An Unexpected Strength--December 14, 2023
"See, the Lord GOD comes with might,
and his arm rules for him;
his reward is with him,
and his recompense before him.
He will feed his flock like a shepherd;
he will gather the lambs in his arms,
and carry them in his bosom,
and gently lead the mother sheep." [Isaiah 40:10-11]
This is another of God's great reversals: we expect the fearsome fighter, and we get the sheltering shepherd. We expect the conquering king, and God comes as the tender caretaker. We look for punitive power, and God gathers us gently like we are slow sheep.
That notion takes our usual expectations about what "power" and "strength" and "might" really mean and turns them on their head. And yet, throughout the Scriptures, God keeps doing this same reversal and running the same play that it shouldn't surprise us. We keep expecting that God's awesomeness requires God to zap our enemies (note how often we assume that God will target "our" enemies), and instead the prophets keep saying, "Get ready for God's power not to be what you think it is--God comes as a shepherd leading the mama sheep and carrying the lambs in his arms." The God for whom we wait is strong, but that strength isn't use to coerce or cajole--but rather to carry the weak, the slow, and the vulnerable. This is our God's upside-down (but really right-side-up) use of power. And it is so completely the opposite of our typical assumptions that we generally reject this thinking out of hand, or completely ignore it.
But honestly, once we recognize that this is one of the great central recurring themes of the whole story of God and the world in the Bible, we recognize just how frequently it turns up and how everything in the Scriptures really hangs on that overturning of expectations. God, as God is revealed in the story of Israel and the story of Jesus, is always seeking out the weak, the endangered, and the vulnerable and protecting them, rather than endorsing the powerful in their conquest of everybody else. God is always resistant to letting us just call on the divine for firepower to zap our enemies or execute our agendas, and instead, chooses to come in gentleness for the sake of those most in trouble (apart from questions of "worthiness" or "merit"). God is always critical of those who use their strength and position to dominate or bully others, and God is always modeling an alternative use of power--to serve, to heal, to mend, to nurture. That's God's unexpected strength: the sort that shows up in gentleness.
And so even though the story of the Messiah in a manger has the feel of the unexpected to it, in a sense, it is exactly the sort of thing we should expect from a God whose "coming with might" looks like a shepherd carrying the lambs in his arms, rather than marching troops in to overpower enemies. Taking that seriously will change a great deal about how we engage with the world, too.
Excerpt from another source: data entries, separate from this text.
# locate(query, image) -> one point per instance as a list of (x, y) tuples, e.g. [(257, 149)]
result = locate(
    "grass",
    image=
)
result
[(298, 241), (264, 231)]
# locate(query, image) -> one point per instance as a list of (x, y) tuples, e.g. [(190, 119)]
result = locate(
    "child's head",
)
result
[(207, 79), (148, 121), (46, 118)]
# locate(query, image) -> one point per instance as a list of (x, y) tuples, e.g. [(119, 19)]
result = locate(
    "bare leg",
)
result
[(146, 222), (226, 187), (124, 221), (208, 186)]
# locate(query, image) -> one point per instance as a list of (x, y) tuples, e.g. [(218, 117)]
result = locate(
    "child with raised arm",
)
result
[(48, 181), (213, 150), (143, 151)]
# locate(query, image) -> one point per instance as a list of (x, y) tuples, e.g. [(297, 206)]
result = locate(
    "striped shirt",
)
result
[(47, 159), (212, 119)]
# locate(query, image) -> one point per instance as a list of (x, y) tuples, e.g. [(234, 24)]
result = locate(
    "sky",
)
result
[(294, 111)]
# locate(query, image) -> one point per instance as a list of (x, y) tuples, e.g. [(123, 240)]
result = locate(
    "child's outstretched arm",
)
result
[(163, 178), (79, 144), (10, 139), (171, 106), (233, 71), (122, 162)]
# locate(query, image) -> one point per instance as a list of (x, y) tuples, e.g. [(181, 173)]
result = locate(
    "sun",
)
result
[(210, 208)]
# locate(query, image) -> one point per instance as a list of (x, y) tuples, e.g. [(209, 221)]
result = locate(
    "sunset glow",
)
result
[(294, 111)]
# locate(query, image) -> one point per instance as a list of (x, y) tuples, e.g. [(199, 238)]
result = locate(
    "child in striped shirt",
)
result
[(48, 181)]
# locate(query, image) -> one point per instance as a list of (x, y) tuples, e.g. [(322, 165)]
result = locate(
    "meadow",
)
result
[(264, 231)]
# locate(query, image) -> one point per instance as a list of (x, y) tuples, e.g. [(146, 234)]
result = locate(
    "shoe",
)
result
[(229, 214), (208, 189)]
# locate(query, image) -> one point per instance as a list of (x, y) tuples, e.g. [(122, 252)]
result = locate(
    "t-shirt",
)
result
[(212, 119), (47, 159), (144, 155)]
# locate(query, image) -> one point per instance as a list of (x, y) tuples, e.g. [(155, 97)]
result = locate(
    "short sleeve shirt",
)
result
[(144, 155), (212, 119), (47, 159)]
We still live in a world where conventional wisdom says the way to get things done is to blow up your enemies, to devastate and demolish them, and to show them who's boss with overwhelming shock and awe... and the living God (especially as we see God in Jesus!) says otherwise. Instead, if the coming of Jesus means anything, it says that the God who has infinite options and choice for how to engage with the world chose to come in the vulnerability of a human being--and from infancy, mind you, not even just materializing as a full-grown man who could defend himself. God's choice, ultimately, is vulnerability. God's power, in the end, comes through gentleness. God's strength is the strength to carry, not the capacity to conquer. And if that is how God deals with the evil, rottenness, and suffering of the world (rather than laser-beams unleashed at all the unworthy ones or the threat of weapons to wipe out any resisters), perhaps we are called to approach the world with the same kind of unexpected strength-through-gentleness, too.
Honestly, I don't think anybody has ever been bullied into showing love, or threatened into goodness. Coercion might make us rein in our worst impulses from time to time, but it also makes us bristle with defiance and wait for our moment to do what we've been forbidden to do at an opportune time. But gentleness has a way of getting past our defenses. And a child in a manger has a way of slipping right under the radar of the bloated and power-hungry empire.
What would it look like for us to dare to practice such gentle strength in our lives today?
That's the challenge today--that's the invitation for all whose hope is centered on Jesus.
Lord God, come in your own surprising ways, beyond our expectations of domination and conquest, in the fragility of our own flesh.